Nem todo trabalho precisa dos dois sistemas ao mesmo tempo. Uma maneira útil de decidir é observar o que muda com mais frequência no piso: a própria ferramenta de corte ou toda a configuração de fixação.
Muitas oficinas de alto mix eventualmente adotam ambos, uma vez que os dois sistemas abordam diferentes estágios da mesma mudança: as hastes encurtam as trocas no nível da ferramenta, os localizadores encurtam as trocas no nível do acessório e, juntos, reduzem o número de verificações manuais de alinhamento que um operador deve realizar por turno.
A repetibilidade é uma reivindicação mecânica e, como qualquer reivindicação mecânica, ela se degrada se a interface for abusada ou contaminada. Alguns hábitos preservam as tolerâncias para as quais esses sistemas foram criados.
As lojas que tratam essas interfaces como adjacentes a consumíveis, o que significa que recebem a mesma atenção rotineira que um inserto ou um filtro de refrigerante, tendem a manter os números de repetibilidade próximos à especificação original por anos, em vez de meses.
Geralmente não. Os valores de comprimento e deslocamento da ferramenta são definidos uma vez em relação à nova haste base ou ponto zero do acessório, e o programa continua a chamar o mesmo número de ferramenta ou deslocamento de ponto zero já utilizado. A interface física muda, não a lógica do programa.

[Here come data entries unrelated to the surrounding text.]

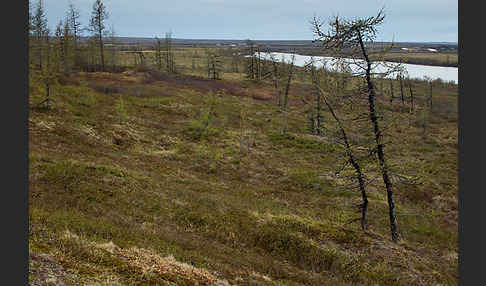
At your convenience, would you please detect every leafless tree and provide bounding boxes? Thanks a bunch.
[89,0,108,71]
[164,32,176,73]
[32,0,47,69]
[155,37,162,71]
[311,9,399,242]
[66,3,82,66]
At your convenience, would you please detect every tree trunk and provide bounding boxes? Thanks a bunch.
[358,30,399,242]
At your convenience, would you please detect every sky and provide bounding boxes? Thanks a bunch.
[37,0,458,42]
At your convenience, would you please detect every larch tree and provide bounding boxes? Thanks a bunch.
[32,0,47,69]
[311,9,400,242]
[154,37,162,71]
[89,0,108,71]
[66,3,82,66]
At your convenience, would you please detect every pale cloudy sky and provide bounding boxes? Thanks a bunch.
[39,0,458,42]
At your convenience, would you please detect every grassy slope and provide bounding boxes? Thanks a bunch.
[29,67,458,285]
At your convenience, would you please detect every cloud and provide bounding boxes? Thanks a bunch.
[41,0,458,41]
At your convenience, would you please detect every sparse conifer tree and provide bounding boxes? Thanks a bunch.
[311,10,399,242]
[89,0,108,71]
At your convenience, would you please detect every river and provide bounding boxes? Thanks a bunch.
[252,53,458,84]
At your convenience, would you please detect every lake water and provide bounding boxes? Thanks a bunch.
[252,53,458,84]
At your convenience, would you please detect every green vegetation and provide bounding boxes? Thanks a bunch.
[29,2,458,285]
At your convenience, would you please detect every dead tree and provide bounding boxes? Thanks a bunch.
[89,0,108,72]
[270,54,281,106]
[280,54,295,134]
[32,0,48,70]
[246,40,256,79]
[165,32,176,73]
[155,37,162,71]
[314,85,368,231]
[311,10,399,242]
[66,3,81,66]
[408,78,414,112]
[397,73,405,106]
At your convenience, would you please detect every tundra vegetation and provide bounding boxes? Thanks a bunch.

A força de fixação é dimensionada de acordo com o peso do acessório, a massa da peça e as forças de corte esperadas, em vez de um único número fixo, razão pela qual existem opções de atuação manual, pneumática e hidráulica em toda a linha de acessórios. Um fornecedor ou engenheiro de ferramentas normalmente dimensiona isso com base no acessório mais pesado e na passagem de desbaste mais agressiva esperada naquela estação.
Sim. Eles abordam diferentes interfaces na máquina, o lado da torre para hastes e o lado da mesa ou subplaca para localizadores, de forma que não haja conflito mecânico entre a operação simultânea de ambos os sistemas.
A instalação geralmente é limitada ao aparafusamento de uma haste de base em um bolso existente ou de um soquete em uma subplaca existente, ambos dentro do padrão de montagem original da máquina. O tempo de inatividade está mais próximo de uma troca normal de ferramentas do que de uma reconstrução de máquina.
Um aumento gradual na variação da primeira peça após uma recarga do dispositivo, mesmo quando o programa e os deslocamentos não foram alterados, é o sinal inicial mais comum e geralmente remonta à contaminação dos cavacos ou ao desgaste nas faces cônicas, e não a um problema de controle ou programação.